Subzero - Fast code generator for PNaCl bitcode
===============================================
Design
------
See the accompanying DESIGN.rst file for a more detailed technical overview of
Subzero.
Building
--------
Subzero is set up to be built within the Native Client tree. Follow the
`Developing PNaCl
<https://sites.google.com/a/chromium.org/dev/nativeclient/pnacl/developing-pnacl>`_
instructions, in particular the section on building PNaCl sources. This will
prepare the necessary external headers and libraries that Subzero needs.
Checking out the Native Client project also gets the pre-built clang and LLVM
tools in ``native_client/../third_party/llvm-build/Release+Asserts/bin`` which
are used for building Subzero.
The Subzero source is in ``native_client/toolchain_build/src/subzero``. From
within that directory, ``git checkout master && git pull`` to get the latest
version of Subzero source code.
The Makefile is designed to be used as part of the higher level LLVM build
system. To build manually, use the ``Makefile.standalone``. There are several
build configurations from the command line::
make -f Makefile.standalone
make -f Makefile.standalone DEBUG=1
make -f Makefile.standalone NOASSERT=1
make -f Makefile.standalone DEBUG=1 NOASSERT=1
make -f Makefile.standalone MINIMAL=1
make -f Makefile.standalone ASAN=1
make -f Makefile.standalone TSAN=1
``DEBUG=1`` builds without optimizations and is good when running the translator
inside a debugger. ``NOASSERT=1`` disables assertions and is the preferred
configuration for performance testing the translator. ``MINIMAL=1`` attempts to
minimize the size of the translator by compiling out everything unnecessary.
``ASAN=1`` enables AddressSanitizer, and ``TSAN=1`` enables ThreadSanitizer.

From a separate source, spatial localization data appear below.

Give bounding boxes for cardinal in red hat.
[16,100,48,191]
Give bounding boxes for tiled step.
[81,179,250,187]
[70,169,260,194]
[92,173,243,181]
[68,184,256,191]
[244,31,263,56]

The result of the ``make`` command is the target ``pnacl-sz`` in the current
directory.
Building within LLVM trunk
--------------------------
Subzero can also be built from within a standard LLVM trunk checkout. Here is
an example of how it can be checked out and built::
mkdir llvm-git
cd llvm-git
git clone http://llvm.org/git/llvm.git
cd llvm/projects/
git clone https://chromium.googlesource.com/native_client/pnacl-subzero
cd ../..
mkdir build
cd build
cmake -G Ninja ../llvm/
ninja
./bin/pnacl-sz -version
This creates a default build of ``pnacl-sz``; currently any options such as
``DEBUG=1`` or ``MINIMAL=1`` have to be added manually.
``pnacl-sz``
------------
The ``pnacl-sz`` program parses a pexe or an LLVM bitcode file and translates it
into ICE (Subzero's intermediate representation). It then invokes the ICE
translate method to lower it to target-specific machine code, optionally dumping
the intermediate representation at various stages of the translation.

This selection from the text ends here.